Japan: Inching Toward Palestine?

In September, Taro Kono, Japan’s former foreign minister and a main contender for president of the Liberal Democratic Party (LDP), announced that if he were to become prime minister, he would consider recognizing Palestine as a state. The LDP has ruled Japan almost uninterrupted since 1955, making the position of party leader practically synonymous with the premiership of the country. Kono becoming the LDP’s leader would have signaled a marked shift in Japanese policy toward Palestine and the Middle East in general.

Ultimately, Kono failed to garner the necessary support, and Shigeru Ishiba emerged as party head and prime minister. Kono’s stance on Palestine was hardly his main platform, and surely not the reason for his defeat—among other factors, he has long lacked support from the LDP’s right wing. His Palestine position was well known, however, and it is significant that a realistic candidate for national leader would support such a policy.

Kono’s Palestine announcement came on the heels of a diplomatic row in August, when Shiro Suzuki, the mayor of Nagasaki, announced that the Israeli ambassador to Japan would not be invited to that city’s annual peace ceremony. Every year, the local governments of Nagasaki and Hiroshima (the two cities to suffer US atomic bombings during the Second World War) hold ceremonies to remember the dead and to call for global peace. Livestreamed on national television, the events feature the laying of wreaths by all foreign ambassadors in Japan.
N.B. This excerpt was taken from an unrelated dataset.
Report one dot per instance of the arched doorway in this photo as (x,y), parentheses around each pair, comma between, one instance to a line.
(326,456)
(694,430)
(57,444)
Mayor Suzuki stated that the decision not to invite Israel’s ambassador was intended to preserve a “peaceful and solemn atmosphere,” but it seemed clear that having the representative of a country found by the International Court of Justice (ICJ) to be plausibly committing genocide attend a peace ceremony was not a good look. The move was also in line with the policy of both Nagasaki and Hiroshima since 2022 not to invite Russia or Belarus to the annual commemoration. As countries that threaten international peace and security were not welcome, it stands to reason Israel should be included in that group.

Suzuki was applauded by pro-Palestinian activists in Japan and abroad, but he received a terse letter from the ambassadors of the United States, the United Kingdom, and the other five countries of the G7. The letter stated explicitly that Israel should not be put on a par with Russia and threatened that the ambassadors would boycott the ceremony if the decision was not reversed. Japan’s central government, meanwhile, laid low, stating that the invitations were a local decision. Suzuki stuck to his guns; Israel remained unwelcome, and the G7 ambassadors were no-shows. (Hiroshima, for its part, did invite Israel as usual, a fact perhaps attributable to the right-leaning views of that city’s mayor.)

These two developments—Kono’s proposal to recognize Palestine and the Nagasaki mayor’s disinvitation of the Israeli ambassador—show how the Japanese discourse on Palestine has shifted since October 2023. Over decades, the Japanese position on Palestine has often been muddled as the country has sought to balance competing priorities: the overriding (perceived) prerogative to abide by American wishes, on the one hand, and the country’s desire to be seen as a peace-loving supporter of international law and justice, on the other. These contradictions are inherent in how Japan conducts itself on the world stage. Put another way, if Japan sorts out a coherent position on Palestine—something it may be inching toward—it will have a better idea what sort of country it truly wants to be.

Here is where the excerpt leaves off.